Semantic styles are essential to creating content that is accessible across multiple platforms. These styles encode your layout and document structure into a machine-readable format that assistive technology and mobile devices use when adapting the content for alternative display types. Semantic styles are meaningful styles, as opposed to styles which are purely visual, like making text larger or indented.
Semantic Style Choices for Creating Text Content
- Headings should be applied hierarchically, like a formal outline. (ex. Heading 1-Title, Heading 2-Section titles, Heading 3-Subsection titles, Normal-Body text)
- Bold or Strong
- Italic or Emphasis
- Underline (but don't use underlining—underlining should be reserved exclusively for link text)
- Bulleted lists
- Numbered lists
Inaccessible Style Choices for Text
You can use these style options, but not on their own. If you're trying to communicate specific meaning exclusively through one of these styles, consistently pair it with a semantic style. For example, if you want to emphasize information by making the text red, pair it with a bold style, as well. The bold will be visible to someone who is red colorblind, and it will be machine-readable for assistive technology, as well.
- Font size
- Font color
- Background color (highlighting)
- Alignment (left, right, center)
Format text with built-in heading styles to provide hierarchical structure and meaning.
Headings provide structure and order to your document. Use recommended Word and Canvas styles instead of modifying text by using font size, bold, or italics. To provide a semantic structure to your document, use your document preset “Styles” to structure the headings.

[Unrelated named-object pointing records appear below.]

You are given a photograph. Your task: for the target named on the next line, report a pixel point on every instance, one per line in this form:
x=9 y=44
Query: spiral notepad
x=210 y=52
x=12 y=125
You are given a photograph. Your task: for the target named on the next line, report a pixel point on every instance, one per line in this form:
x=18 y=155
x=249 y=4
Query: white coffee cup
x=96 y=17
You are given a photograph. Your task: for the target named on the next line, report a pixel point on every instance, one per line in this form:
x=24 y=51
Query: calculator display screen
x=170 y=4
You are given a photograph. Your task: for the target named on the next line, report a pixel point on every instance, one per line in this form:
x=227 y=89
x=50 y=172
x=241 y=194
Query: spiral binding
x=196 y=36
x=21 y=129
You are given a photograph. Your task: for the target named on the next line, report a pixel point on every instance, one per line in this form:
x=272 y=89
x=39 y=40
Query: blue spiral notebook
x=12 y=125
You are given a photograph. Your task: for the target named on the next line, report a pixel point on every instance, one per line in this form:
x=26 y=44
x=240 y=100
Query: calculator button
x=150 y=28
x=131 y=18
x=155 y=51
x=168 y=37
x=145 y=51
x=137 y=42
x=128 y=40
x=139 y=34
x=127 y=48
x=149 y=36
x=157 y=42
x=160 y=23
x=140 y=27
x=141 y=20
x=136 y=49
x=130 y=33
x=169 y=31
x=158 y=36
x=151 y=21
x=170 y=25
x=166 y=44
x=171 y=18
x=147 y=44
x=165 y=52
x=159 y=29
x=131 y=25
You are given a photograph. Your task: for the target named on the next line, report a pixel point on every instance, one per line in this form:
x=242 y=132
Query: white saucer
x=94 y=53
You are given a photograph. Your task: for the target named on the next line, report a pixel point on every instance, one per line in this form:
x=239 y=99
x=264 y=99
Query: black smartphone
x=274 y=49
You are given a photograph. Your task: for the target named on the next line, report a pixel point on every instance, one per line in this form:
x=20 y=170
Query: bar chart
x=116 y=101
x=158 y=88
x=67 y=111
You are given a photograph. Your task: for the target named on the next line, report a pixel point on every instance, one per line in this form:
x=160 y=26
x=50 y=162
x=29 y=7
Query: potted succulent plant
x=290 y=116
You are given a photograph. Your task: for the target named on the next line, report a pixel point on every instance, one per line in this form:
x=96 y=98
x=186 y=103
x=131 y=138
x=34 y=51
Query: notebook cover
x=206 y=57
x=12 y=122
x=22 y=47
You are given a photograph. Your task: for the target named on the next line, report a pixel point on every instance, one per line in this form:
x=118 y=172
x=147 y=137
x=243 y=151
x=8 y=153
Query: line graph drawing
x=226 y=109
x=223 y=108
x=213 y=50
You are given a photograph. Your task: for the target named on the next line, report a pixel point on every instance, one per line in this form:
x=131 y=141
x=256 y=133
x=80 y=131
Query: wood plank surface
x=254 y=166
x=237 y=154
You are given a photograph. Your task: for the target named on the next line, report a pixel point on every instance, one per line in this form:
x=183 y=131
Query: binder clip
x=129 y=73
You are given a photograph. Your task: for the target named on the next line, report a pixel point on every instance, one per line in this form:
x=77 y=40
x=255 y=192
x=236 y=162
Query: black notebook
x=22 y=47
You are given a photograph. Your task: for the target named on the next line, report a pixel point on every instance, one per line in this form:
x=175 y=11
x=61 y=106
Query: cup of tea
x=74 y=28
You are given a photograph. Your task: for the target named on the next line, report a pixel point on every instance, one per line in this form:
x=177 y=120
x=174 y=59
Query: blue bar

By general convention, for headings, Level 1 is the highest and works down through the levels to Level 6. A rule of thumb is the lower numbers are for smaller and more detailed sections. In addition, use the built-in styles, such as “strong” or “emphasis” instead of changing text to bold or italics.
Use defined list styles (bulleted and numbered) to ensure readability.
Use your built-in software functionalities to create lists that are recognized and read accurately by screen readers. Use bulleted or numbered lists. Use a bulleted list when the order of the content doesn't matter and a numbered list when the order does matter. If a numbered list (e.g. an outline) has multiple levels, make sure each level uses a different numbering scheme.
Ensure text readability (logical structure, avoid overly complex sentences).
Content chunking is the strategy of breaking up content into shorter, bite-size pieces that are more manageable and easier to remember. Avoid overly complex sentences which may be difficult to understand when read by screen readers. This design technique is beneficial for students with cognitive or learning disabilities, and makes learning easier for everyone.
- Avoid overuse of all CAPS, bold, or italics.
- Spell out uncommon abbreviations and acronyms to avoid ambiguity.
- Avoid animated gifs, emoticons and unpronounceable symbols.
Use standard and accessible fonts in meaningful formats (style, size, emphasis).
Use sans serif font at 12 points. Good fonts for easy readability on computer and mobile devices are Helvetica, Courier, Arial, Verdana, and Calibri.
Provide alternatives for PDFs such as Word, HTML or text. PDFs can be made accessible, but the process is very complex, so it is often quicker to provide content in an alternative form.
Use indent and alignment buttons rather than tabs or spaces to create alignment.
Do not use the TAB key, the spacebar, or repeated use of the Enter key to create desired spacing and alignment because they do not actually create structure. They simply create the visual appearance of structure. Using the TAB key, the space bar, or repeatedly hitting the Enter key causes recognition problems for screen readers as the reader will read "Tab, tab, tab, tab" if you tab four times, for example.
Instead, use styles to format text.
When designing your Word document, be sure to show paragraph marks and other hidden formatting symbols to help identify potential structure problems.